Yet no new policy or guidelines have come out of it yet and I have doubts that anything concrete will come out within the next year given how much will have to be implemented in such a large school system. For all the doom, gloom and angst I've seen so far in this thread about the county school system my kids attend I have yet to see any of the stuff folks are complaining about.
That's a whole nuther ball 'o wax that I likely won't have to deal with first hand so I haven't given it too much thought. On one hand it is nice to have that school as an opportunity but it is also unattainable to all but a very few, and considerable resources are poured into that school for a very small segment of the student population. Very few students from my area attend as it has become difficult to compete against families that invest in considerable tutoring and or testing prep to get in the school.

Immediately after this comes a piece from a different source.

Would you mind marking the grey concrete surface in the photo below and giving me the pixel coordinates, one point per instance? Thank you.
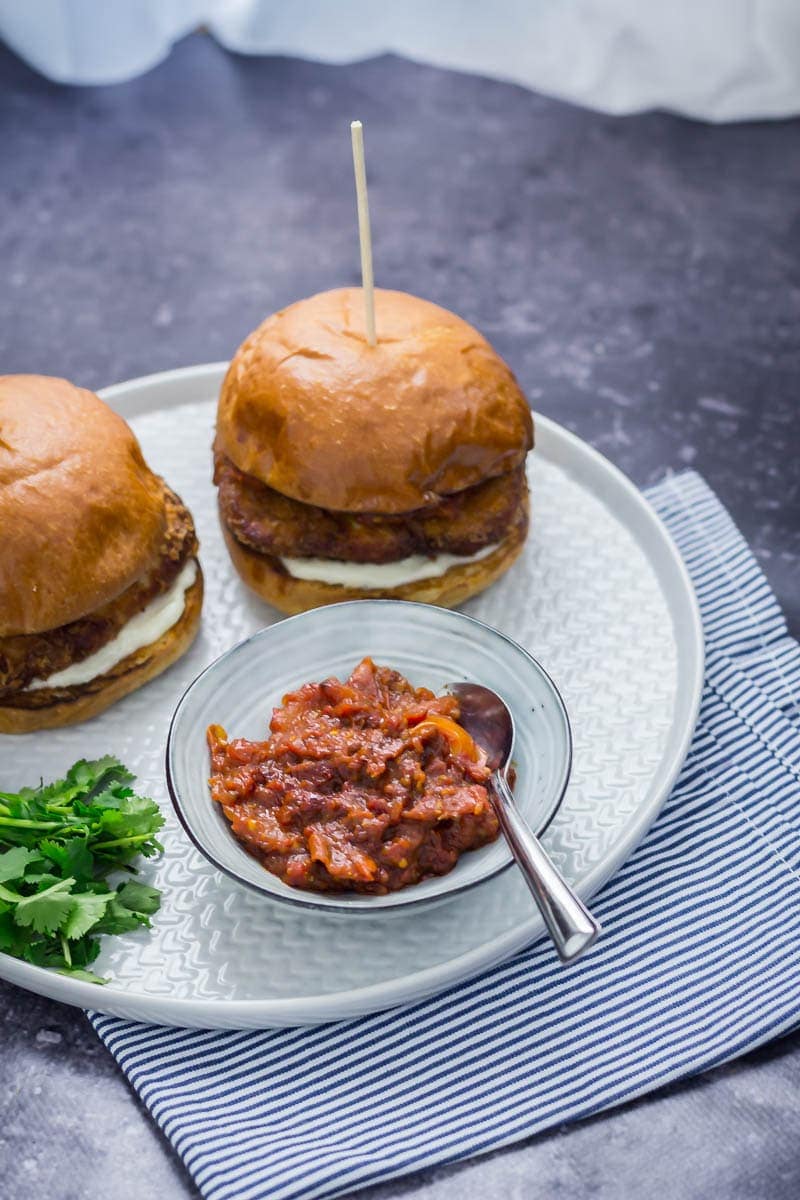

Not so much. That one puzzled me when I first saw it because it makes no sense to someone actually with kids in schools that would be affected by it, subsequently turning out to be a big fat nothingburger in the end. Shockingly....
, a proposal was taken out of context and folks decried it as whatever -ism they could think of without actually bothering to look at the details.
There is no way they are going to eliminate 'advanced' classes where I am, they are integral in the school system from 3rd grade on up and exist in several different versions and flavors as you get to middle and high school and it would take a wholesale, structural change to the entire school system to eliminate them. Which is why the headlines and claims made no sense in the first place, and wilt under scrutiny.
As a parent here I've heard nothing of the kind. It's just a survey, not the end of the world...jeez.